Dehydroepiandrosterone (DHEA) Sensitizes Irinotecan to Suppress Head and Neck Cancer Stem-Like Cells by Downregulation of WNT Signaling

Li-Jie Li; Chien-Hsiu Li; Peter Mu-Hsin Chang; Tsung-Ching Lai; Chen-Yin Yong; Sheng-Wei Feng; Michael Hsiao; Wei-Min Chang; Chi-Ying F Huang

doi:10.3389/fonc.2022.775541

Dehydroepiandrosterone (DHEA) Sensitizes Irinotecan to Suppress Head and Neck Cancer Stem-Like Cells by Downregulation of WNT Signaling

Front Oncol. 2022 Jul 13:12:775541. doi: 10.3389/fonc.2022.775541. eCollection 2022.

Authors

Li-Jie Li^{1

2}, Chien-Hsiu Li³, Peter Mu-Hsin Chang^{2

4

5}, Tsung-Ching Lai^{3

6}, Chen-Yin Yong⁷, Sheng-Wei Feng^{8

9}, Michael Hsiao^{3

10}, Wei-Min Chang¹¹, Chi-Ying F Huang^{2

10}

Affiliations

¹ Ph.D. Program in School of Dentistry, College of Oral Medicine, Taipei Medical University, Taipei, Taiwan.
² Institute of Biopharmaceutical Sciences, National Yang Ming Chiao Tung University, Taipei, Taiwan.
³ Genomics Research Center, Academia Sinica, Taipei, Taiwan.
⁴ Department of Oncology, Taipei Veterans General Hospital, Taipei, Taiwan.
⁵ Faculty of Medicine, National Yang Ming Chiao Tung University, Taipei, Taiwan.
⁶ Division of Pulmonary Medicine, Department of Internal Medicine, Wan Fang Hospital, Taipei Medical University, Taipei, Taiwan.
⁷ Division of Oral and Maxillofacial Surgery, Department of Dentistry Wan Fang Hospital, Taipei Medical University, Taipei, Taiwan.
⁸ School of Dentistry, College of Oral Medicine, Taipei Medical University, Taipei, Taiwan.
⁹ Division of Prosthodontics, Department of Dentistry, Taipei Medical University Hospital, Taipei, Taiwan.
¹⁰ Department of Biochemistry, College of Medicine, Kaohsiung Medical University, Kaohsiung, Taiwan.
¹¹ School of Oral Hygiene, College of Oral Medicine, Taipei Medical University, Taipei, Taiwan.

Abstract

Purpose: Current treatment options for head and neck squamous cell carcinoma (HNSCC) are limited, especially for cases with cancer stem cell-induced chemoresistance and recurrence.

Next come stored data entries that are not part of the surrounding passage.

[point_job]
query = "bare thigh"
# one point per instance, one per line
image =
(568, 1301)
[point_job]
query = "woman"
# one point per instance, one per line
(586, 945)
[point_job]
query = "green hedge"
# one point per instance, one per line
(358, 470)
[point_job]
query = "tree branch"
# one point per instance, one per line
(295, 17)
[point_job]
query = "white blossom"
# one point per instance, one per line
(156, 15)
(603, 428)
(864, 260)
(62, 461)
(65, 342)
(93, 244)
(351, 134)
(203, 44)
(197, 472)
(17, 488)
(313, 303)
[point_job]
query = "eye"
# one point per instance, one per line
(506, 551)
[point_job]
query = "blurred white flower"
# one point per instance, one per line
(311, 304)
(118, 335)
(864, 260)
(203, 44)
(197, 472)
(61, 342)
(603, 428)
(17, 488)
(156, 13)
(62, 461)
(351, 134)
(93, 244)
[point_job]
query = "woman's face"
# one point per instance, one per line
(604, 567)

The WNT signaling pathway contributes to maintenance of stemness via translocation of β-catenin into the nucleus, and represents a promising druggable target in HNSCC. Dehydroepiandrosterone (DHEA), a steroid hormone, has potential as an anticancer drug. However, the potential anticancer mechanisms of DHEA including inhibition of stemness, and its therapeutic applications in HNSCC remain unclear.

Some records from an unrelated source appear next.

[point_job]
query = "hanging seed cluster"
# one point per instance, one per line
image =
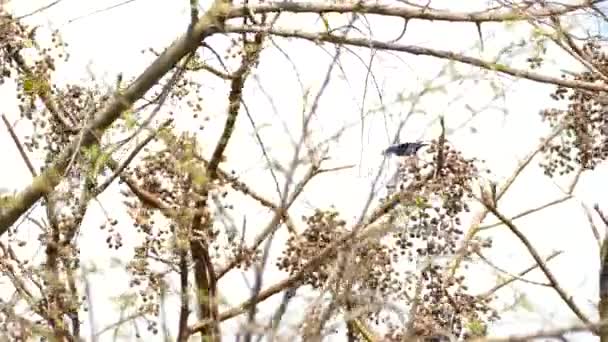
(426, 223)
(584, 141)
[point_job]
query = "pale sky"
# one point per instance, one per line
(111, 42)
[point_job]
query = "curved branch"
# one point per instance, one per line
(416, 50)
(207, 25)
(490, 15)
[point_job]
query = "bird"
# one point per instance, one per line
(405, 149)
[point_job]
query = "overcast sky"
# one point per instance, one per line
(111, 42)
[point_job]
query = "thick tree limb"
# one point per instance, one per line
(208, 24)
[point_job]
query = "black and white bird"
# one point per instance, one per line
(405, 149)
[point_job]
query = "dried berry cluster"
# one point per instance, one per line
(584, 141)
(439, 192)
(426, 223)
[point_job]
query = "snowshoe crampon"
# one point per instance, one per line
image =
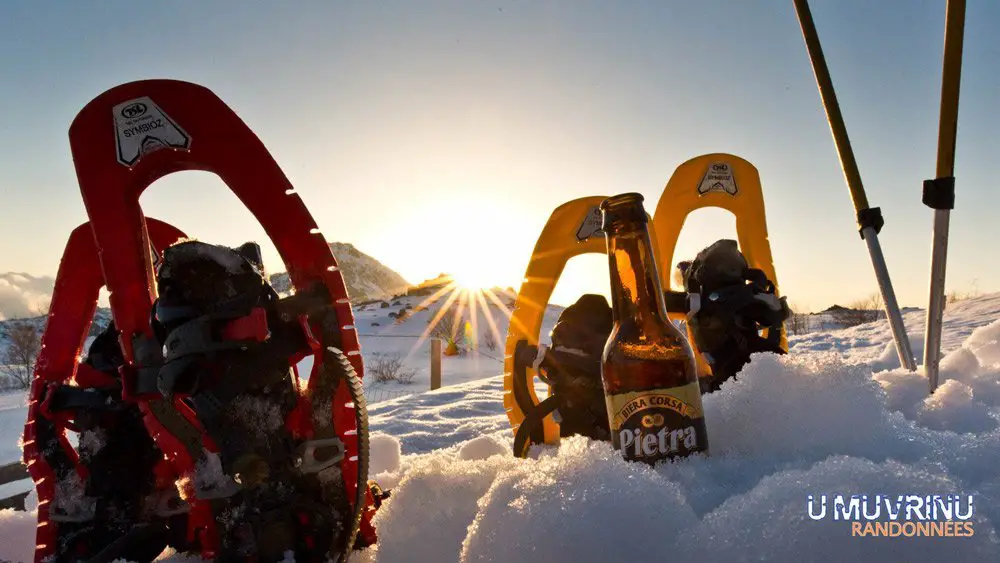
(114, 482)
(574, 228)
(265, 467)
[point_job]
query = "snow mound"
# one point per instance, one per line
(827, 419)
(789, 427)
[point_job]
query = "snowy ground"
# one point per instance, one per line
(381, 334)
(833, 417)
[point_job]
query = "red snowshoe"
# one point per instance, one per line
(264, 466)
(114, 484)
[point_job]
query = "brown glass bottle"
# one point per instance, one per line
(650, 377)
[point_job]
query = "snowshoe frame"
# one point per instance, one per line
(198, 131)
(568, 233)
(47, 452)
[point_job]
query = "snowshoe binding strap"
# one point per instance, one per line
(723, 181)
(242, 395)
(572, 369)
(101, 488)
(730, 306)
(202, 133)
(573, 229)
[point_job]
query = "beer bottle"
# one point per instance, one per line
(649, 373)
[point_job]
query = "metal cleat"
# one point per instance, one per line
(308, 462)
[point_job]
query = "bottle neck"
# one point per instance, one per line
(637, 302)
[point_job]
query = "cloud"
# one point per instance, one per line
(24, 295)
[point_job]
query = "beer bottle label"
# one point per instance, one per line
(658, 423)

Methods: Firstly, SRB assay and sphere formation assay were used to examine cellular viability and cancer stem cell-like phenotype, respectively. The expressions of stemness related factors were measured by RT-qPCR and western blotting. The luciferase reporter assay was applied to evaluate transcriptional potential of stemness related pathways. The alternations of WNT signaling pathway were measured by nuclear translocation of β-catenin, RT-qPCR and western blotting. Furthermore, to investigate the effect of drugs in vivo, both HNSCC orthotopic and subcutaneous xenograft mouse models were applied.

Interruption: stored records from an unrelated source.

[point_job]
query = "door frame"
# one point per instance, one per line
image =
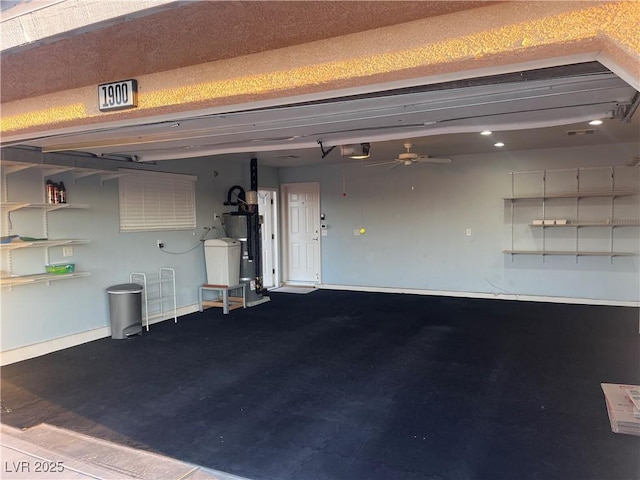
(284, 204)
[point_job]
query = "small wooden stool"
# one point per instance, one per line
(227, 303)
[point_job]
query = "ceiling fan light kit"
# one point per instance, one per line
(356, 151)
(409, 158)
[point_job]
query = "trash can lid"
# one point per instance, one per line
(125, 288)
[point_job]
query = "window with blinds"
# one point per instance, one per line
(156, 201)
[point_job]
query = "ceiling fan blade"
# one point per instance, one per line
(382, 163)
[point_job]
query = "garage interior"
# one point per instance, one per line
(447, 334)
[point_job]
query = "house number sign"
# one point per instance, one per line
(118, 95)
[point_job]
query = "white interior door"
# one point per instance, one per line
(267, 208)
(302, 207)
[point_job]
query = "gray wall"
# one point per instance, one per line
(40, 312)
(416, 219)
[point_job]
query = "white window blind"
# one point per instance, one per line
(156, 201)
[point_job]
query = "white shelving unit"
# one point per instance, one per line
(9, 208)
(582, 215)
(158, 289)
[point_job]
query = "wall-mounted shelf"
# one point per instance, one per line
(575, 253)
(9, 217)
(592, 194)
(599, 224)
(50, 170)
(38, 278)
(43, 243)
(561, 199)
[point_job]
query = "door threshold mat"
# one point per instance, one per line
(65, 454)
(294, 289)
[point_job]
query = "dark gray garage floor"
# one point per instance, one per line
(345, 385)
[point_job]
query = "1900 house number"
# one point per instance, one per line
(118, 95)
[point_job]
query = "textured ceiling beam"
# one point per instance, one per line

Results: We found that DHEA reduced HNSCC cell viability, suppressed sphere formation, and inhibited the expression of cancer-stemness markers, such as BMI-1 and Nestin. Moreover, DHEA repressed the transcriptional activity of stemness-related pathways. In the WNT pathway, DHEA reduced the nuclear translocation of the active form of β-catenin and reduced the protein expression of the downstream targets, CCND1 and CD44. Furthermore, when combined with the chemotherapeutic drug, irinotecan (IRN), DHEA enhanced the sensitivity of HNSCC cells to IRN as revealed by reduced cell viability, sphere formation, expression of stemness markers, and activation of the WNT pathway. Additionally, this combination reduced in vivo tumor growth in both orthotopic and subcutaneous xenograft mouse models.

Conclusion: These findings indicate that DHEA has anti-stemness potential in HNSCC and serves as a promising anticancer agent. The combination of DHEA and IRN may provide a potential therapeutic strategy for patients with advanced HNSCC.

Keywords: WNT; dehydroepiandrosterone; head and neck squamous cell carcinoma; irinotecan; stemness.